Namun demikian, melahirkan anak yang qurrota a'yun (indah dipandang mata) agar menjadi imamnya orang-orang muttaqin, seperti doa kita kepada Allah SWT. (QS. Al-Furqon :74), memang tidak mudah. Mendidik tidak bisa sambilan, iseng-iseng, atau dengan waktu sisa habis kerja, dan pasti tidak cukup dipercayakan hanya kepada para guru di sekolah atau para pembantu di rumah. Penanganannya perlu waktu leluasa, sungguh-sungguh, dengan metode yang tepat, ulet, sabar, penuh perhatian, dan pengertian.
Kenapa harus begitu ? Rasulullah SAW. bersabda, "Anak-anakmu lahir bukan pada zamanmu !" Ya, mereka tidak sezaman dengan kita. Problema yang dihadapi mereka jauh lebih berat. Wajar kalau dulu kita lebih "shaleh" daripada mereka karena sangat kecil godaannya. Kita hidup di era agraris (masyarakat tani). Anak-anak kita lahir di abad teknologi informasi. Yang hidup di era pertanian dalam beberapa hal banyak diuntungkan. Pertama, masyarakat tani umumnya dekat dengan alam, bekerja di alam terbuka, tentu lebih sehat, suasana kerja santai tidak diburu waktu, lelah habis kerja langsung tidur, bangun tidur badan segar. Kedua, budaya gotong royong dan tolong-menolong masih kuat. Ketiga, komunikasi dengan anggota keluarga lebih intensif karena ayah ibu kerja di rumah. Pengawasan lebih mudah. Keempat, suasana keagamaan masih kental. Habis Maghrib sampai tiba waktu shalat Isya, diisi dengan mengaji dan taklim lainnya. Kelima, produk teknologi informasi seperti pesawat televisi, video, internet, HP, dan lain-lain belum ada (sekarang sudah sampai ke pelosok desa). Keenam, penetrasi budaya dalam wujud pengajian, kultur akikahan dengan marhabaan, yasinan,doa bersama, dan lain-lain masih kuat.
Berbeda dengan masyarakat industri. Sebagian kenikmatan suasana alam pertanian, nyaris hilang (walaupun masih ada). Nah, anak-anak kita lahir di era ini. Keadaan alam, budaya, dan lingkungan pergaulannya pasti berbeda dengan dulu. "Wajar" kalau gaya bicara, model pakaian, dan tingkah lakunya sama seperti umumnya para remaja di luar negeri. Dr. Ziauddin Sardar, seorang futurolog muslim mengatakan bahwa ditemukannya microchip yang memungkinkan diperolehnya informasi dengan sentuhan sebuah tombol. Makin kecil chip, justru makin besar daya kekuatan yang dikandungnya. Rasulullah SAW. bersabda, "Perintahkan anakmu shalat jika telah berumur tujuh tahun. Hardiklah (pukul) jika sepuluh tahun belum mau shalat. Dan pisahkan tempat tidurnya dari tempat tidurmu." (HR. Mutafaq Alaih)

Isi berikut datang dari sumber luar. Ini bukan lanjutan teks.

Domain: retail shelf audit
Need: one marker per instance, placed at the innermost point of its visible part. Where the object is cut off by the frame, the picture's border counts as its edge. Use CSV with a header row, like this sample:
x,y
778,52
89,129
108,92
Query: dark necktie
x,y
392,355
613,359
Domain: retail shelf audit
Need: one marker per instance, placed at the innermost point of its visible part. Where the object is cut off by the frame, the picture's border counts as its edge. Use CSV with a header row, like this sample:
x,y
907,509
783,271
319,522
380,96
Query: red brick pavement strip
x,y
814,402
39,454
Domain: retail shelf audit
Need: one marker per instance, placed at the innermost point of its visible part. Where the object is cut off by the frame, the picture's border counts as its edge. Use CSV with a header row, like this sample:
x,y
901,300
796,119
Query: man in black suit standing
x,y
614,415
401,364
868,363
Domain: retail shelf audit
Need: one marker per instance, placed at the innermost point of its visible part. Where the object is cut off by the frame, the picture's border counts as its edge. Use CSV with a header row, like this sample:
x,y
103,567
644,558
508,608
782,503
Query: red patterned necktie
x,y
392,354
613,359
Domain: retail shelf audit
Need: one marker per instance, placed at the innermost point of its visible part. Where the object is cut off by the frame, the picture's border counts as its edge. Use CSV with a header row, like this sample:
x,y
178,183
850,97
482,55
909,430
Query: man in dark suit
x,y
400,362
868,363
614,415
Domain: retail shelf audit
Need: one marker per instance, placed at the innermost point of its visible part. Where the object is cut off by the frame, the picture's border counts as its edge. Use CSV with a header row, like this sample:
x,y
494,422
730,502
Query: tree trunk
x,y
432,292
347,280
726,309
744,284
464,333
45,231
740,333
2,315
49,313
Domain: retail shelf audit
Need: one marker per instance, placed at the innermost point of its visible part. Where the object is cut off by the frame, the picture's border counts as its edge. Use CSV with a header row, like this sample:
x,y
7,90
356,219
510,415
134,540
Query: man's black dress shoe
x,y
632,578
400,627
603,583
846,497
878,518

Dengan kemampuan materi yang memadai, kita bisa memberi mereka kamar tidur masing-masing. Namun, apa artinya dipisahkan tempat tidurnya dengan kita, kalau di kamarnya bisa leluasa menonton siaran televisi, video, internet dan lain-lain, yang mungkin tontonan itu bisa merusak perkembangan jiwanya. Produk teknologi informasi itu sangat besar manfaatnya karena membuat hidup kita jadi lebih mudah, wawasan dan pengetahuan kitapun bertambah, dengan tidak harus diperoleh lewat sekolah. Akan tetapi, kalau salah memanfaatkannya dan orang tuanya tidak punya waktu cukup untuk mendampingi mereka, tidak mustahil, justru akan sebaliknya, menjadi bencana. Dengan kecanggihan teknologi informasi, dalam waktu sekejap -(seperti anak buah Nabi Sulaiman AS. memindahkan singgasana Ratu Balqis ke hadapannya, QS. An-Naml : 40)- anak-anak bisa memindahkan pentas dunia ke kamar tidurnya.

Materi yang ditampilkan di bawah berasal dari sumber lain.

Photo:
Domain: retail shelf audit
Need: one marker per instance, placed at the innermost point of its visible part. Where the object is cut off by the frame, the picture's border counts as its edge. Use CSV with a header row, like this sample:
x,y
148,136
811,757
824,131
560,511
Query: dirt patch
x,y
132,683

Para orang tua akan kecewa kalau punya anggapan bahwa hanya dengan memenuhi segala kebutuhan materi saja mereka akan menjadi baik. Uang yang banyak, fasilitas hidupnya lengkap, handphone, mobil, rumah, sekolah yang mahal, pakaian serba luar negeri tidak jaminan kalau kita lengah. Mereka tidak hanya butuh uang, tetapi butuh pengertian dan perhatian. Mereka ingin dipahami dan dimengerti oleh kita.

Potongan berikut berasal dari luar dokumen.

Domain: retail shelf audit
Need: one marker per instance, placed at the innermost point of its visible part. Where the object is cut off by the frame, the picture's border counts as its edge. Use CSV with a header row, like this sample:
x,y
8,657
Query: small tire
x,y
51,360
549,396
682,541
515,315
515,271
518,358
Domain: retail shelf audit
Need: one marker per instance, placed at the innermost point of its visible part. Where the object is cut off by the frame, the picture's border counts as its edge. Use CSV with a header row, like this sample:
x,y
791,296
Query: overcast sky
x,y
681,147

Adalah Neil Kauffman, penulis buku "Son Rise", bersama istrinya sungguh-sungguh memberikan perhatian kepada anak mereka yang autis. Dokter menyatakan bahwa anak itu hopeless, tidak ada harapan untuk sembuh. Namun, berkat kegigihan mereka berdua, lebih dari itu. Neil Kauffman rela berhenti bekerja agar bisa penuh memberi perhatian pada anaknya, anaknya sembuh total. Kini anak autis itu telah menjadi arsitek terkenal di NewYork. (Al-Tanwir, edisi 30 Juli 2005)
Rachel Dretsin Goodman, produser serial tentang "Lost Children of Rockdale County", menyimpulkan bahwa sifilis (penyakit kotor akibat hubungan seks bebas) banyak menimpa anak-anak remaja yang terapung-apung karena mereka hampa, lapar belaian kasih orang tua, banyak kekosongan waktu luang, dan hidup tidak teratur. Kemudian Michael Resnick, profesor sosiologi dan pediatrik di Universitas Minnesota, berkomentar bahwa kejadian buruk yang menimpa anak-anak remaja itu akibat kehampaan. Rumah mereka hampa dari pengawasan, hampa dari kehadiran orang dewasa, hampa dari pengamatan. Pada banyak remaja, ada perasaan tidak dibutuhkan, tidak bersambung dengan orang tua yang hanya melulu memikirkan mereka sendiri.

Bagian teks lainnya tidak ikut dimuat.